Types of Users
Most users of Bitcoin and Ethereum are of one of the two types: the commercial user and the speculative user.
The commercial user uses bitcoin to purchase stuff from either physical or online store. Similarly, the commercial user of Ethereum uses Ether for staking against contracts such as the issuance of initial coins. Other applications could include supply chain payments, betting contracts and prediction markets.
The speculative user holds onto the crypto-currency in the hope that its value would continue to rise. The commercial user pays a small fee each time he spends Bitcoin/Ether. This fees could be as low as 0.0001 BTC (the median transaction fees is about 18 cents). You can look at how to calculate and choose your transaction fee here.
Supply and Demand
Bitcoin and Ethere, unlike any other form of asset e.g. Gold or diamonds or cash, is limited in supply. The table here provides the schedule for production of Bitcoin. New Ethereum issuance would stop when Proof-of-stake is enabled by the nodes.

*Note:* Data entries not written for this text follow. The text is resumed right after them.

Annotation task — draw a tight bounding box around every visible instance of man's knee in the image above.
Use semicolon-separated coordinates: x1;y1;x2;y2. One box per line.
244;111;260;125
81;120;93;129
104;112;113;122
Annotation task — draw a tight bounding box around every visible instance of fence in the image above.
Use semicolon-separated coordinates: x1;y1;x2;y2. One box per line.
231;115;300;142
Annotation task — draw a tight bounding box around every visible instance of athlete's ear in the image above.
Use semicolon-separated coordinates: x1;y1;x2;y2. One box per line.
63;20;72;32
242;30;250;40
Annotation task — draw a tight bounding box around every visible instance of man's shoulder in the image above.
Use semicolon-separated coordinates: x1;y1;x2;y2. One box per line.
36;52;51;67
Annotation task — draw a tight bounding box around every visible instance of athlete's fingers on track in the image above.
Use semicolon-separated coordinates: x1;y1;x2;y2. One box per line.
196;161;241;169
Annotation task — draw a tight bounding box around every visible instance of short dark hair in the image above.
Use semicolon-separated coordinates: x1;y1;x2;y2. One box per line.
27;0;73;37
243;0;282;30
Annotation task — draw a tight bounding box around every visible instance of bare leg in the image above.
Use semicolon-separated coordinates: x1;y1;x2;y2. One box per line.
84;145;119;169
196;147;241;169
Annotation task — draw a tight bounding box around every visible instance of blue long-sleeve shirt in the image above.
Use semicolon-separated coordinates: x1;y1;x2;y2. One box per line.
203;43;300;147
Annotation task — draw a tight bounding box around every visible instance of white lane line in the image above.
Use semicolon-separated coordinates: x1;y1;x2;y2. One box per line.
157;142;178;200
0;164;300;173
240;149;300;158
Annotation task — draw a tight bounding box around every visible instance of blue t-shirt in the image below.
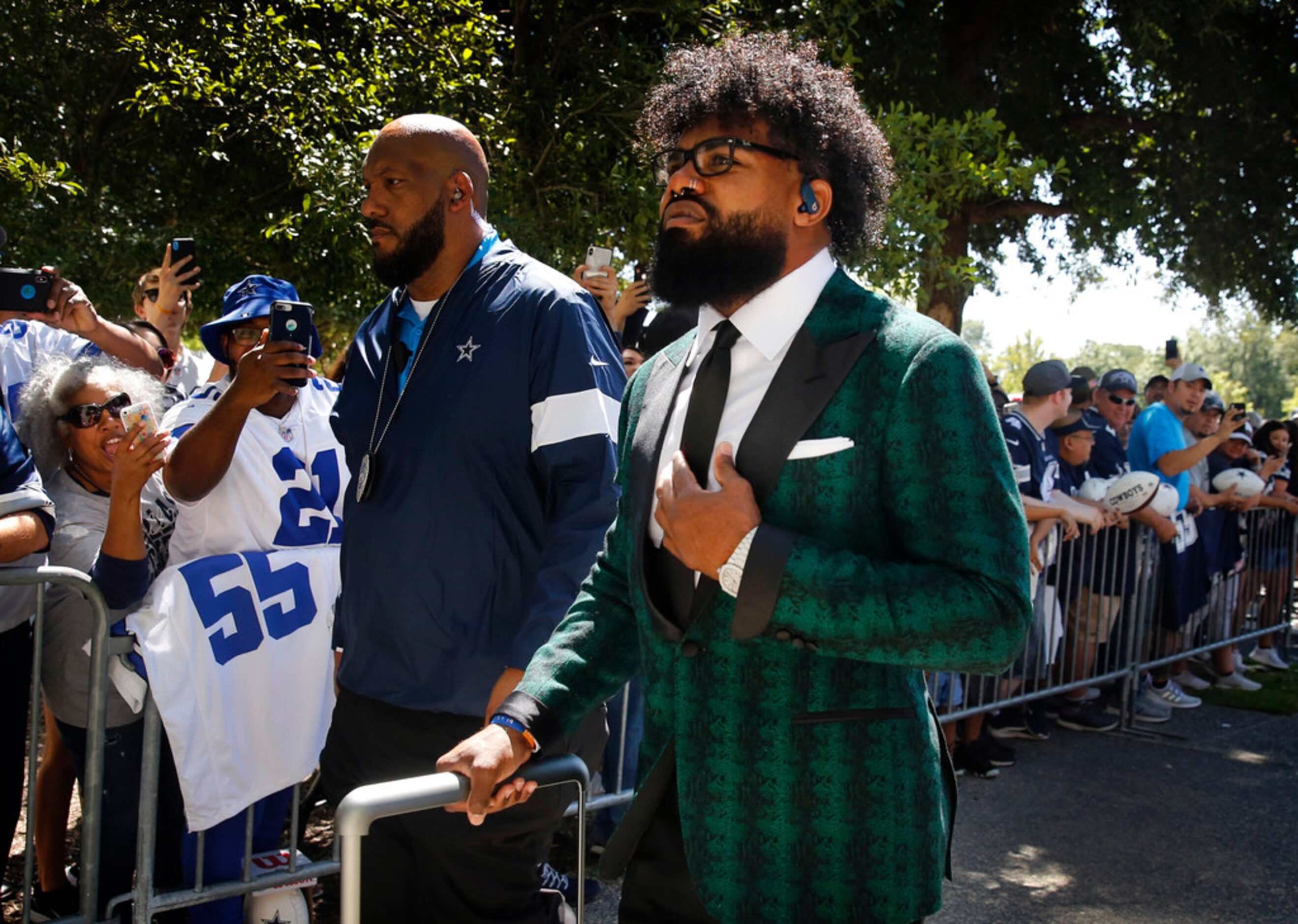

The total number of Bitcoins produced reduces exponentially, as time passes, and by about 2041, almost all new Bitcoin production would stop. New Bitcoins are produced as a consequence of mining. Each miner, who creates a new block after validating a set of transactions is rewarded in Bitcoin by the network. Over time (approximately 2-4 years time), these rewards halve.
As the number of merchants such as Microsoft X box store or Overstock starts accepting Bitcoin, the number of commercial users for Bitcoin would increase. Imagine remitting money or purchasing a digital good from a non-local store without needing to pay a 30$ transaction fee to the bank. Here is a list of US merchances accpeting Bitcoins. Simultaneously, as awareness about Bitcoins and Ether increases, the number of buyers purchasing these for speculation increases.
Economics works until regulation
Given these facts i.e.
- A limited supply of bitcoin and Ether.
- Increasing commercial usage (by means of increasing number of global merchants accepting BTC and using Ether).
- Increasing number of speculative users ( by means of real time trading and buy-and-hodl investing for BTC and Ether).
It is almost a no-brainer to see why conversion rates (for BTC-Ether) are increasing. We’re not accounting for the lost BTC/Ether per year.
However, these laws of economics hold only until some external event (what economists call shock) happens. For example, a regulatory authority decides that it is too risky for its citizens to bypass financial controls and engage with a global market. The regulator could then entirely ban BTC/Ether and make it illegal to hold/trade in the same within the country. This is what we saw during the past week in China. Venezuela another country that saw massive deflation of their local currency banned bitcoin earlier.
But most global markets that want to encourage a free flow of capital to their economy would not ban any asset, in the name of protecting it’s citizens from speculation. (For example, would any country prevent its citizens from collecting art, or vintage cars or any other antiquity in limited supply.)